All panelists agreed that the current state of the Center for the Study of Ethnicity and Race was not meeting the University's needs. Although the two former protesters acknowledged that the University's concessions had made a difference, they said the moves did not go far enough.

"We wanted the ability to hire people to lead programs and not rely on other departments to make these hires," Agueros said. CSER does not have hiring capabilities.

Bai said that "In that perspective we didn't win because we didn't get anything close to that."

Panelist and Assistant Professor of Anthropology and Latino Studies Nicholas de Genova described ethnic studies as "the only viable avenue" to understand and fight a history of white supremacy. "It's absolutely crucial for any university within the U.S. that aspires to not be merely an accomplishment of the continuing perpetration of racial injustice," he said.

De Genova warned that without an increase in support, CSER's status might decline. "Some of us who are untenured have been here for a long time," he said. "We may not be for long if the Center doesn't have a robust commitment. ... There may be very soon six, five, four, three, maybe just one-the director."
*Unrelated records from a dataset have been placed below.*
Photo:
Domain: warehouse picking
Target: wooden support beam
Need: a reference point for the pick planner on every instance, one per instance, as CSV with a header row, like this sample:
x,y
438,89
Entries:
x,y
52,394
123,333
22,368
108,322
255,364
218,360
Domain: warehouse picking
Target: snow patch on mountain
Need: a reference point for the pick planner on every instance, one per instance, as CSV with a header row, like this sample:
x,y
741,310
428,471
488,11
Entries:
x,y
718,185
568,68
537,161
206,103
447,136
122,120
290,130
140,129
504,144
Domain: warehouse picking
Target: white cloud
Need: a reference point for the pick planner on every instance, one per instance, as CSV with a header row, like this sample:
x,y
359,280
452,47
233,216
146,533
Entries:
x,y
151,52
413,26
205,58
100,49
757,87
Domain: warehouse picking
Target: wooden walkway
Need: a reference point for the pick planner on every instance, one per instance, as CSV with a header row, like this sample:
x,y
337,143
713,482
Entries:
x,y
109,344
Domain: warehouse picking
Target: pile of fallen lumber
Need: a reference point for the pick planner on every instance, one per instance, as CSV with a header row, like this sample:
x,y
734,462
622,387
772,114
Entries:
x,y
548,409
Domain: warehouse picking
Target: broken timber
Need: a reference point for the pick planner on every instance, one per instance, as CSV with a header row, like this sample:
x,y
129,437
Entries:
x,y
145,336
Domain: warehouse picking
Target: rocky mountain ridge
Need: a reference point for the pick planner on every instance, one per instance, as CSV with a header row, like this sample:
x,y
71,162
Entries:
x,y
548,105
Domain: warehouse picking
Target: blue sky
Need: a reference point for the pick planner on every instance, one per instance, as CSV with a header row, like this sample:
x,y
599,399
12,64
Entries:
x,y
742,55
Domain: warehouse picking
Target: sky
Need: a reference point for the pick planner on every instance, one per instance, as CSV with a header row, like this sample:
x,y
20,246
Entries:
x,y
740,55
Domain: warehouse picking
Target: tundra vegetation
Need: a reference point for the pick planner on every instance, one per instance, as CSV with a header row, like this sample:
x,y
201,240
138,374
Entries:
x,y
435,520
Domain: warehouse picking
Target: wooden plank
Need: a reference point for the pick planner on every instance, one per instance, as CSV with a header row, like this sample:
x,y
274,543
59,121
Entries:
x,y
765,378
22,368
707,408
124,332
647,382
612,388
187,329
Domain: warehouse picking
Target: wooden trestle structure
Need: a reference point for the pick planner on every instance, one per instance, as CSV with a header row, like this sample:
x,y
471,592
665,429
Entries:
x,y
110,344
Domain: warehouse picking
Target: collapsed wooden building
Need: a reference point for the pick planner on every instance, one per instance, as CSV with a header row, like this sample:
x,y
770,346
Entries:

De Geneova also emphasized how CSER's non-departmental status made it difficult for the center to develop.

"The Center has no power to hire its own faculty, which means that every hiring decision is beholden to the caprices of disciplinary departments," he said. "This means that every time we are in a position of trying to hire someone, we're ultimately not subject to the priorities of the Center, which has no real autonomy and integrity. It's entirely subject to whether departments will provide the stamp of approval."

CSER director Claudio Lomnitz stated that he did not consider creation of a department of ethnic studies a priority. "Creating an Ethnic Studies department is not desirable," he wrote in an e-mail last night. "Ethnic Studies is best developed as an interdisciplinary platform from which to infuse the University as a whole with critical reflection, pedagogy, and research on racism and ethnicity in modern social formations."

Lomnitz added that he did support students' desire to maintain an ethnic studies program on campus. "Although I do not share some students' desire for an Ethnic Studies department, they are right to insist on the University's commitment to Ethnic Studies," he wrote.

Associate Professor of Sociology and Latina/o Studies Nicole Marwell said that students need to make their issues an immediate concern for the administration by producing "a state of emergency that requires them to solve the problem."

Markwell added that she believed the University's creation of CSER in response to the student 1996 protests was inadequate. "Students of color are making noise," she said in reference to how the past administration viewed the 1996 protesters. "How to solve the problem? Throw them some crumbs. That's how the Center has been."

Christien Tompkins, CC '08 a member of SPEaK, campus liaison for Black Students Organization, and political co-chair for United Students of Color Council, was on the panel and said that he felt the administration showed little concern for the creation of a department of ethnic studies. "We have to be organized and we have to be consistent," he said. "It's not just for the takeover of buildings, but the slow, painstaking, everyday discussions."

CORRECTION: This article misattributed comments to professor Nicole Marwell that were made by another panelist. The same article also misquoted professor Nicholas de Genova as saying, "It's absolutely crucial for any university within the U.S. that aspires to not merely be an accomplishment of the continuing perpetration of racial injustice." In fact, he used the word "accomplice" instead of "accomplishment."